De cette conscience naît la responsabilité communautaire : un baptisé isolé est un membre impuissant. L’Église, famille trinitaire étendue, est lieu de communion fraternelle, signe pour le monde de la réconciliation possible.

« Baptisez-les au nom du Père, et du Fils, et du Saint-Esprit » (Mt 28, 16-20)

Implications

Vie personnelle : Redécouvrir son baptême, c’est reconnaître la source cachée de sa dignité. Relire son existence à la lumière de cette grâce peut libérer du sentiment d’insuffisance.
Vie familiale : Le baptême ouvre une dynamique éducative : transmettre la foi devient un acte d’amour parental plus qu’une obligation morale.
Vie communautaire : Dans la paroisse, le souvenir du baptême nourrit la fraternité et la responsabilité. Chaque service (catéchèse, solidarité, liturgie) actualise cette vocation commune.
Vie sociale : Le baptisé est appelé à agir pour la dignité de tout être humain, sans exclusion. La justice sociale devient prolongement du sacrement.
Vie spirituelle : La prière quotidienne retrouve sa racine baptismale quand elle se fait invocation du Père par le Fils dans l’Esprit.

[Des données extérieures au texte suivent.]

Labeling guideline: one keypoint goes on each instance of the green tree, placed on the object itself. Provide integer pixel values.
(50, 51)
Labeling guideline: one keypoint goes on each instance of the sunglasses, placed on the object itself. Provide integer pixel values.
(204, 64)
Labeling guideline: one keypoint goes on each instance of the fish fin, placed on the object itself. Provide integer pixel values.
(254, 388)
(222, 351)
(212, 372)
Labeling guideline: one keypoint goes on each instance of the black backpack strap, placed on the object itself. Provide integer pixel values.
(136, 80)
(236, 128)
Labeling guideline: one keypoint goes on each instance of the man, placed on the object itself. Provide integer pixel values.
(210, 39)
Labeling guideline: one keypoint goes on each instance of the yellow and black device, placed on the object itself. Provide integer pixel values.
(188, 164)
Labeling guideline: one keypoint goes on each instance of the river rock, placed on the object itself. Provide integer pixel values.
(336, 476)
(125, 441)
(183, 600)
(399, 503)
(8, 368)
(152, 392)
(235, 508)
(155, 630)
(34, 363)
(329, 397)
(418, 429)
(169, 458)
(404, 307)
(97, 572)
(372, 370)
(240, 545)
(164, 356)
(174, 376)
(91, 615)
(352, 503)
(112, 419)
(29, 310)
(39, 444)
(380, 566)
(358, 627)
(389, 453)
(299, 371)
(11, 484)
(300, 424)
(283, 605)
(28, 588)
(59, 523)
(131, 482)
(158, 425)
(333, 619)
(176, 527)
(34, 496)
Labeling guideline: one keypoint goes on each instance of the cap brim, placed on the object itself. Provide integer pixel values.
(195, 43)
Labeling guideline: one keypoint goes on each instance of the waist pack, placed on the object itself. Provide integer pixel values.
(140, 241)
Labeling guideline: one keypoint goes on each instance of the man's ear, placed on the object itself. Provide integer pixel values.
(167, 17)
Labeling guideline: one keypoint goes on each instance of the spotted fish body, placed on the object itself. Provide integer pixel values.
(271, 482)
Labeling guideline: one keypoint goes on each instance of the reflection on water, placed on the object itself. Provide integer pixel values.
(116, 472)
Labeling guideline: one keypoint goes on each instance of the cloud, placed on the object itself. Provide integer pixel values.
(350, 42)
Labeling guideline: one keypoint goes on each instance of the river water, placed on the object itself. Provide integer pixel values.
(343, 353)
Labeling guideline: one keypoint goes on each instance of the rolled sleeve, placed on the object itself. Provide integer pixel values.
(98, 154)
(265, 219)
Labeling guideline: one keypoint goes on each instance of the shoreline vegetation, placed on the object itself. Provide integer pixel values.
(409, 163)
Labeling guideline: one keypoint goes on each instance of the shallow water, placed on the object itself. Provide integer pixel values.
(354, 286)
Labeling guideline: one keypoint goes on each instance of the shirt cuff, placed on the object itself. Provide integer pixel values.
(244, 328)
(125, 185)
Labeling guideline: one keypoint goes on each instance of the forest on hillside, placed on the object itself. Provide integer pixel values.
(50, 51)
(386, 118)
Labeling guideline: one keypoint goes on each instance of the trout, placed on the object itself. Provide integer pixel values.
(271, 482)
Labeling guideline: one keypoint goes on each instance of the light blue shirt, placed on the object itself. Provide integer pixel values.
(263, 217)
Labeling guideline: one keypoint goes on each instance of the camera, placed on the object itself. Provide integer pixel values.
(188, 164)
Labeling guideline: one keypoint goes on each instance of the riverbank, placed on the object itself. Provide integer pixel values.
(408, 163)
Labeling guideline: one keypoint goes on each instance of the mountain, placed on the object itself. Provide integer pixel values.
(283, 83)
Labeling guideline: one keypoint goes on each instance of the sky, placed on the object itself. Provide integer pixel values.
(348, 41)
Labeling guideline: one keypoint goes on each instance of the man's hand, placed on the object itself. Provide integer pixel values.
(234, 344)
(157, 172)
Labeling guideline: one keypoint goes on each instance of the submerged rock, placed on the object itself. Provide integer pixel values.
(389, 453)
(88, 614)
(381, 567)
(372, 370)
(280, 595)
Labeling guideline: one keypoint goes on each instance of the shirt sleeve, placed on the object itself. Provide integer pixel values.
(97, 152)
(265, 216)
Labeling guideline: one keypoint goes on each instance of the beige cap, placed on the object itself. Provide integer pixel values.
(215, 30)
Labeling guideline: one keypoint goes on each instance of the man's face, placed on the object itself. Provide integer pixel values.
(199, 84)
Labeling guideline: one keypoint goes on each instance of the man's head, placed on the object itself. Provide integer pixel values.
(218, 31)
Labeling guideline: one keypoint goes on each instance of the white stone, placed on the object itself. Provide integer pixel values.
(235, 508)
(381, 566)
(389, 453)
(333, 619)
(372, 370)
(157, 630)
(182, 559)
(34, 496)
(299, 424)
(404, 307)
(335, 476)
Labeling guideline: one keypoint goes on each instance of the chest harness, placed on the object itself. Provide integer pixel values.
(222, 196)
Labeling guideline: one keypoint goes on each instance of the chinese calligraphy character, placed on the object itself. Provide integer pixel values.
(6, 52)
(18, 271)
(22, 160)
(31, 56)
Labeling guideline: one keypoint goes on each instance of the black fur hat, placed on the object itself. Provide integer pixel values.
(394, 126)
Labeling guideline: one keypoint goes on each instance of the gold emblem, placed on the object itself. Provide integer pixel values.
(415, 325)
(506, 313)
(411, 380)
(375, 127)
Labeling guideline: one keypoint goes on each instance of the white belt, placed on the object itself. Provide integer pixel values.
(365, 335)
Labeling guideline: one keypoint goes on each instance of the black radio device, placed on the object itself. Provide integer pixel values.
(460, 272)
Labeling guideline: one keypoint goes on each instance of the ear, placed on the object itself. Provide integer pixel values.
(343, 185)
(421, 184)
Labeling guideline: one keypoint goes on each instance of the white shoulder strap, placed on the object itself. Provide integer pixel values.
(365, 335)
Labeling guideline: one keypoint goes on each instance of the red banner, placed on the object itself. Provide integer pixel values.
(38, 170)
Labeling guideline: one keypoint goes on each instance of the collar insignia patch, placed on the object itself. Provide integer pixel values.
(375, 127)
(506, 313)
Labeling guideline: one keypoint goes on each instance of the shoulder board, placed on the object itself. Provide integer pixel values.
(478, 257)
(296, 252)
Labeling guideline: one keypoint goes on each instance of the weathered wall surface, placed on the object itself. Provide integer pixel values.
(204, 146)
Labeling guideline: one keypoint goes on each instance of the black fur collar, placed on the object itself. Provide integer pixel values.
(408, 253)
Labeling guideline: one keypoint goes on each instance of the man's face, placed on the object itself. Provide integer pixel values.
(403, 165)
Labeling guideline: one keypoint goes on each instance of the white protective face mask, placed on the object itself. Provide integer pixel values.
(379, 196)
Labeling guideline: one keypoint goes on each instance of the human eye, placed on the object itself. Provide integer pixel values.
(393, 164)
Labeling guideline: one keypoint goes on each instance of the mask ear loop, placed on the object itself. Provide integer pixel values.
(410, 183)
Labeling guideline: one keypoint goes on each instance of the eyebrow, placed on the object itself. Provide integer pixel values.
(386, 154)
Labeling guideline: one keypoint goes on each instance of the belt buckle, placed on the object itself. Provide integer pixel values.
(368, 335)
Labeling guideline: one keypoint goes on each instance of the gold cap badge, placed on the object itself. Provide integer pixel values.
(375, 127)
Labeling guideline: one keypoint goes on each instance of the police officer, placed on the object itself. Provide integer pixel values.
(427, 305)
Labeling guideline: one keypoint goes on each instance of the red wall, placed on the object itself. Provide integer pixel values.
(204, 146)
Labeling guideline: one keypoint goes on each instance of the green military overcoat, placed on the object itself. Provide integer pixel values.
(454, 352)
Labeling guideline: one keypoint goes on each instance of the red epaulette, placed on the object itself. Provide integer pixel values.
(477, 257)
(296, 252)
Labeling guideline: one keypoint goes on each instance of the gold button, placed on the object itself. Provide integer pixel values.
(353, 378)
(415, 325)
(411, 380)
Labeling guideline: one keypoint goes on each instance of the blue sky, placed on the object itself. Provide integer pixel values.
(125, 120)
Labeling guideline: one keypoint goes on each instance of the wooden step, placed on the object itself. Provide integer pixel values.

Ainsi, la foi chrétienne ne reste pas un système doctrinal : elle irrigue la vie concrète.

Tradition

Dès les Actes des Apôtres (2,38‑41), le baptême apparaît comme entrée dans la communauté en réponse à la prédication. Saint Paul développe sa dimension pascale : « ensevelis avec le Christ dans la mort, pour ressusciter avec lui dans une vie nouvelle » (Rm 6,4). Les Pères de l’Église, d’Origène à Cyrille de Jérusalem, insistent sur la « seconde naissance ».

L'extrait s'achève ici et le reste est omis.